On both the life and casualty sides, the classical function of actuaries is to calculate premiums and reserves for insurance policies covering various risks. On the casualty side, this analysis often involves quantifying the probability of a loss event, called the frequency, and the size of that loss event, called the severity. The amount of time that occurs before the loss event is important, as the insurer will not have to pay anything until after the event has occurred. On the life side, the analysis often involves quantifying how much a potential sum of money or a financial liability will be worth at different points in the future. Since neither of these kinds of analysis are purely deterministic processes, stochastic models are often used to determine frequency and severity distributions and the parameters of these distributions. Forecasting interest yields and currency movements also plays a role in determining future costs, especially on the life side.
Actuaries do not always attempt to predict aggregate future events. Often, their work may relate to determining the cost of financial liabilities that have already occurred, called retrospective reinsurance, or the development or re-pricing of new products.
Actuaries also design and maintain products and systems. They are involved in financial reporting of companies’ assets and liabilities. They must communicate complex concepts to clients who may not share their language or depth of knowledge. Actuaries work under a code of ethics that covers their communications and work product.
As an outgrowth of their more traditional roles, actuaries also work in the fields of risk management and enterprise risk management for both financial and non-financial corporations.

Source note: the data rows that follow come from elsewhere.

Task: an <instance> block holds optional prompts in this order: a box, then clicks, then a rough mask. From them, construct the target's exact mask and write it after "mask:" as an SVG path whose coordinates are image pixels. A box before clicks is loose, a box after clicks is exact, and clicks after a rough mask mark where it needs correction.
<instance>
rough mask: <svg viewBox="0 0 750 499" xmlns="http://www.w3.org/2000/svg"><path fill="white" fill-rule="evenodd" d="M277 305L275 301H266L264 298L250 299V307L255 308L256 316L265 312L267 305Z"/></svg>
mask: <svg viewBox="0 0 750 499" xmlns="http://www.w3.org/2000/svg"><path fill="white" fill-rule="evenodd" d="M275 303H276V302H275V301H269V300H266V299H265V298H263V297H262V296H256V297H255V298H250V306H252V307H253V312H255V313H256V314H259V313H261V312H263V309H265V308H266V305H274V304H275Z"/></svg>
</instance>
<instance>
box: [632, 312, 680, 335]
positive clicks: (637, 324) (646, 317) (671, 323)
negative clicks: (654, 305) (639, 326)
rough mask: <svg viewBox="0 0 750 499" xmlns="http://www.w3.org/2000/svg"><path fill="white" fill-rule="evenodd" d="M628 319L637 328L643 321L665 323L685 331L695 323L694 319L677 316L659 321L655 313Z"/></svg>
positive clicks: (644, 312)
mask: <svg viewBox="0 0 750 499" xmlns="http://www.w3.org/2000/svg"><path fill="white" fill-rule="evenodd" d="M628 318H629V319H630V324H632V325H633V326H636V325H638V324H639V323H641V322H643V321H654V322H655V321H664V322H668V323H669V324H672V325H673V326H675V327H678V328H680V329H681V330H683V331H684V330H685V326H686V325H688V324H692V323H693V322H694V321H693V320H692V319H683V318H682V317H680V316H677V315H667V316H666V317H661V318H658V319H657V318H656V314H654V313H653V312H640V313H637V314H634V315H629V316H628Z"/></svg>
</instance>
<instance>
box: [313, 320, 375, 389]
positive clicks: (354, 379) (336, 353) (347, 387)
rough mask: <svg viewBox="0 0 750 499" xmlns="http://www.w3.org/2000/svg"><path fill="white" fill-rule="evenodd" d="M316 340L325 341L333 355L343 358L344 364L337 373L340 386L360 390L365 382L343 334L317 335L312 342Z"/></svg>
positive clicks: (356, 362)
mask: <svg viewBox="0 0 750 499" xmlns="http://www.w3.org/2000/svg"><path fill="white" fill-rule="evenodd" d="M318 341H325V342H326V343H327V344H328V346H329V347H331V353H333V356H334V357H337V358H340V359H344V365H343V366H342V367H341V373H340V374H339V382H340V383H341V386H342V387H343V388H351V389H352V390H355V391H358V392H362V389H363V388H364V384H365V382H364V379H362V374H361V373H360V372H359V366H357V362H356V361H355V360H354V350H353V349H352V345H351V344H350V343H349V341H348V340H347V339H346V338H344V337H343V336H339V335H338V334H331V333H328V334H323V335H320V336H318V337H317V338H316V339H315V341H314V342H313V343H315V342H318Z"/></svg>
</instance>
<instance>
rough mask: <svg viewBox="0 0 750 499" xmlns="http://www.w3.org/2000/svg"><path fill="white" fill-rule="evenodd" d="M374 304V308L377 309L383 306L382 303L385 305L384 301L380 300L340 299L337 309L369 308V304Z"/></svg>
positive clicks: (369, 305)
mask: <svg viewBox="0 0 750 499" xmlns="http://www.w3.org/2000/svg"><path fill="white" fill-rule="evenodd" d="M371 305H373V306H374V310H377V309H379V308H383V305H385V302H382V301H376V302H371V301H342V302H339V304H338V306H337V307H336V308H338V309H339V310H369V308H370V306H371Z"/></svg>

Actuaries in traditional roles study and use the tools and data previously in the domain of finance. The Basel II accord for financial institutions (2004), and its analogue, the Solvency II accord for insurance companies (which came into effect in 2016), require institutions to account for operational risk separately, and in addition to, credit, reserve, asset, and insolvency risk. Actuarial skills are well suited to this environment because of their training in analyzing various forms of risk, and judging the potential for upside gain, as well as downside loss associated with these forms of risk.
Actuaries are also involved in investment advice and asset management, and can be general business managers and chief financial officers. They analyze business prospects with their financial skills in valuing or discounting risky future cash flows, and apply their pricing expertise from insurance to other lines of business. For example, insurance securitization requires both actuarial and finance skills. Actuaries also act as expert witnesses by applying their analysis in court trials to estimate the economic value of losses such as lost profits or lost wages.
Actuaries have appeared in works of fiction including literature, theater, television, and film. At times, they have been portrayed as “math-obsessed, socially disconnected individuals with shockingly bad comb-overs”.